Friday, April 10, 2009

Fickle Fate

As has been covered, "The Changeling" is full of instances in which the main characters, believing themselves to be blessed by fate, are in fact undone by it. Beatrice's chance meeting with Alsemero, De Flores' glimpse of their loving conversation, the remarkable ease with which Antonio's plan progresses, all of these seemingly positive occurrences ultimately cause their undoing. The "right place, right time" phenomena is soundly disproven by the main cast of the changeling, the initial boon rendered poisonous over time. But, if chance spells the doom of the protagonists, it does it by aiding the supporting cast, often by exposing the crimes of the former. Take this instance, when Jasperino informs Alsemero of Beatrice and De Flores' relationship: "Twas Diaphanta's chance...to leave me in a back part of the house...She was no sooner gone but instantly I heard your bride's voice in the next room to me and, lending more attention, found De Flores' louder than she (IV.ii. 90-97)." Chance is explicitly invoked (specifically "Diaphanta's chance") as the cause of Jasperino's startling discovery. Another example comes in the form of Tomazo's exasperated decision to leave to chance his search for his brother's killer. "I must think all men villains, and the next I meet, whoe'er he be, the murderer of my most worthy brother," he says, only to immediately run into De Flores, the true murderer, which fills De Flores with overwhelming guilt (V.ii. 6-10).

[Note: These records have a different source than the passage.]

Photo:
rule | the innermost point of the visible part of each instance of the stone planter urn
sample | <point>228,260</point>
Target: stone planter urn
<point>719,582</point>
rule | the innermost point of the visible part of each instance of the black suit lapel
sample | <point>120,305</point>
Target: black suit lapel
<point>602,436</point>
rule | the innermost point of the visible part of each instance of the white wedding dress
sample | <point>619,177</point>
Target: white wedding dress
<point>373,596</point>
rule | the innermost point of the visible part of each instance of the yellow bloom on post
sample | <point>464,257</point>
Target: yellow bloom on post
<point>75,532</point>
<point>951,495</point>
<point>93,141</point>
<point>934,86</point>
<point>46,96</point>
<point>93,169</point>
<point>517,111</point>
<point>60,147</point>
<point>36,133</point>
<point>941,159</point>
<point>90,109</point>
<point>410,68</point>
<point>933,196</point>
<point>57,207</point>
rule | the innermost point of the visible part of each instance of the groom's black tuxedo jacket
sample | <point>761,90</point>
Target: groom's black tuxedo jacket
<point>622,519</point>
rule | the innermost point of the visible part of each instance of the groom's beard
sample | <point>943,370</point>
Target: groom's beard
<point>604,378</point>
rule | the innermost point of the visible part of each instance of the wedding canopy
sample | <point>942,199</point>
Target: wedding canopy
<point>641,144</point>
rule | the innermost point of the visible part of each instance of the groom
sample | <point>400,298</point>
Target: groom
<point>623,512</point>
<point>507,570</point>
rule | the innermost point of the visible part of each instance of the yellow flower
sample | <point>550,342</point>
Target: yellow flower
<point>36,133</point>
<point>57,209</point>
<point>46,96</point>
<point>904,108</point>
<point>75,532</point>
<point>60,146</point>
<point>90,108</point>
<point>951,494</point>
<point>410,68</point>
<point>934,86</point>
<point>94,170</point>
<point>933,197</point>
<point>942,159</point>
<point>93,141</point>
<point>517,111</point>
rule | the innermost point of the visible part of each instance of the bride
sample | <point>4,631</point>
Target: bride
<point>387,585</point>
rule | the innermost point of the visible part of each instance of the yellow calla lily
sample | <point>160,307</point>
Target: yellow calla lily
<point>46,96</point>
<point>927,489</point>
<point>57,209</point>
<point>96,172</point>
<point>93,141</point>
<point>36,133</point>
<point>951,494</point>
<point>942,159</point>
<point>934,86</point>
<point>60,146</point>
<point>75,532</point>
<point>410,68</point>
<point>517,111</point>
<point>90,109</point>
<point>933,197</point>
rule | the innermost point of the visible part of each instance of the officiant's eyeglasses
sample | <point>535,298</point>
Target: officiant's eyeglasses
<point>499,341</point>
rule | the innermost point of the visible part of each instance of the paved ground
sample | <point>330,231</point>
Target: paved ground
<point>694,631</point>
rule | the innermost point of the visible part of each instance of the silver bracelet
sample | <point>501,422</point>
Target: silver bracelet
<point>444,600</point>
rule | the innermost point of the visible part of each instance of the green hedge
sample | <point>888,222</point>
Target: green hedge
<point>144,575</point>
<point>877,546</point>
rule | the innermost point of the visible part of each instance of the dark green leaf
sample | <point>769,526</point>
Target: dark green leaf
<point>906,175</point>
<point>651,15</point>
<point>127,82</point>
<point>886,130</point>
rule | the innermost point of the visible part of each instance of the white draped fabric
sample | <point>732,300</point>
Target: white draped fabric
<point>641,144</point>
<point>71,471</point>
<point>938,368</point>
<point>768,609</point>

The constant presence of chance within the play, and its mutable benefit for a host of characters, lends a new meaning to the title. In a play so caught up with notions of disguise and treason, could it be that luck is the ultimate changeling? Middleton shows chance to be a force that can appear to you as pure benefit, give you all you desire, and then stab you in the back. Sometimes literally.